Biopsy of the testes and epididymis will show whether sperm are being produced. Two techniques are available: microsurgical epididymal sperm aspiration (MESA) and extraction of individual sperm cells from testicular tissue or testicular sperm extraction (TESA). Chromosomal studies will indicate whether the problem is a chromosomal translocation, which affects the meiotic division of spermatozoa causing aneuploidy in the offspring. While it is possible to assist couples with a genetic disorder, preimplantation chromosomal analysis of the conceptus is necessary to prevent abnormal fetuses being implanted (Ferlin et al 2006, Flinter 2001).

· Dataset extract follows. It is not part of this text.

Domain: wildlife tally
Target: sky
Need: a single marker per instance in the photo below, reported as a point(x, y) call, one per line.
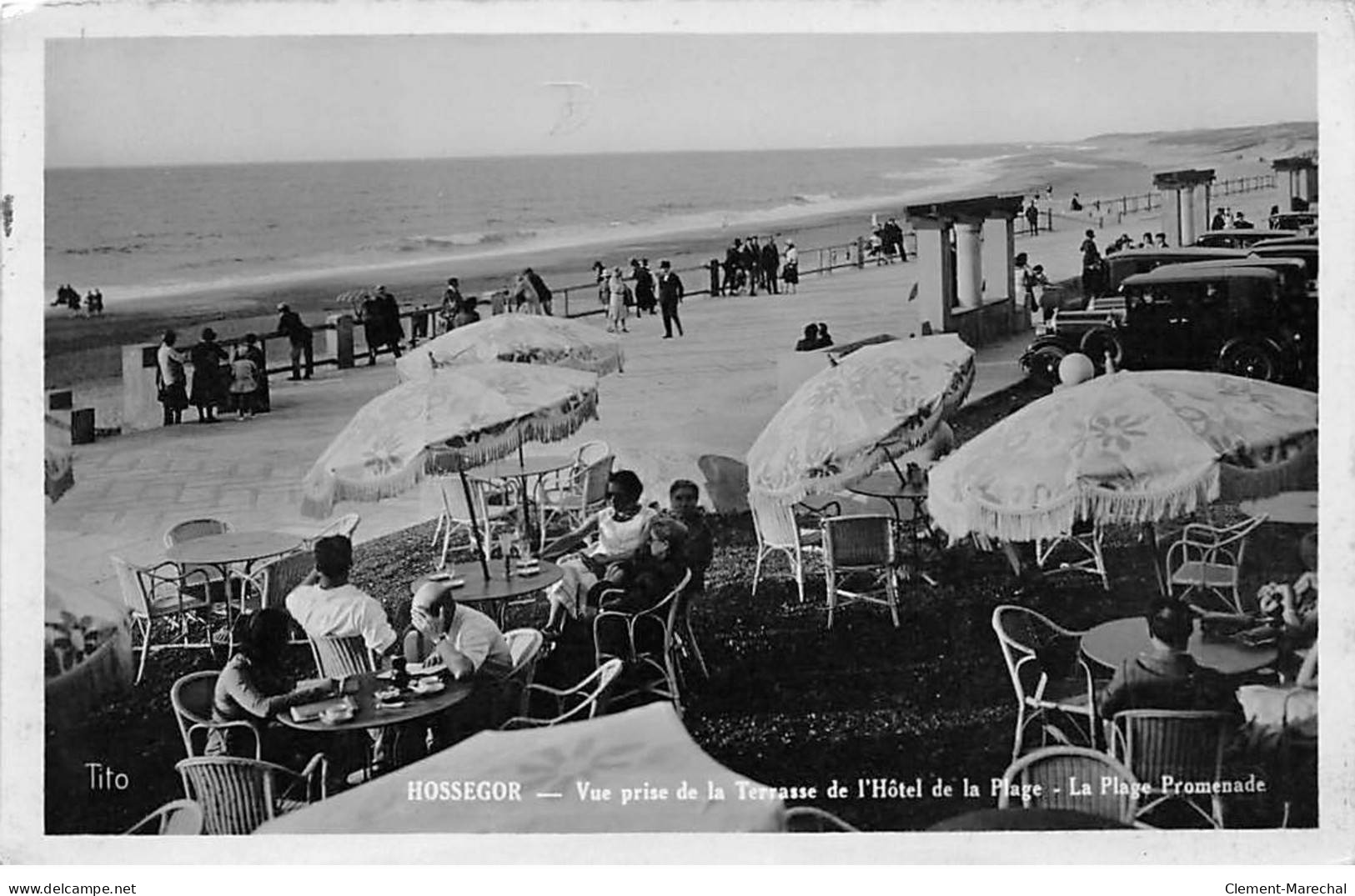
point(201, 100)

Infection, such as mumps with its complication of orchiditis, may damage the male tubular system. Chlamydia trachomatis infection is often asymptomatic and is associated with unexplained male infertility, and certain uropathogenic organisms have been found to affect sperm motility when bacterial counts are high. Treatment with antibiotics and vitamins C and E improves pregnancy rates (Hirsh 2003). Varicoceles, varicose veins of the scrotum, may cause raised testicular temperature and affect the size of the testes, but it is debatable if they are the cause of or are just associated with subfertility (Redmon et al 2002). Sperm production may be improved by eating healthily and by reducing alcohol intake and smoking.
Blood tests for hormone levels sometimes indicate possibilities for treatment. Reduced follicle-stimulating hormone (FSH) may respond to clomifene, while high levels of prolactin may respond to bromocriptine. Treatment with testosterone does not appear to stimulate sperm production. Some authorities recommend that fructose, zinc and acid phosphatase levels in seminal fluid should be measured when the sperm count is reduced. Low levels of fructose and zinc or high levels of acid phosphatase suggest a low-grade vesiculoprostatitis. Antibiotic treatment of prostatic infection may improve sperm count and motility.
Sexual dysfunction
Other causes of infertility include impotence and retrograde ejaculation into the bladder. Some men may benefit from medication such as sildenafil (Viagra) (Hirsh 2003). Artificial insemination by the husband’s semen (AIH) may be useful in these cases or intracytoplasmic sperm injection (ICSI) (see below). Intrauterine insemination (IUI) transcervically with prepared partner’s sperm with or without ovarian stimulation is also commonly used at the fertile time, 35–38 h prior to luteinising hormone surge (Bensdorp et al 2008).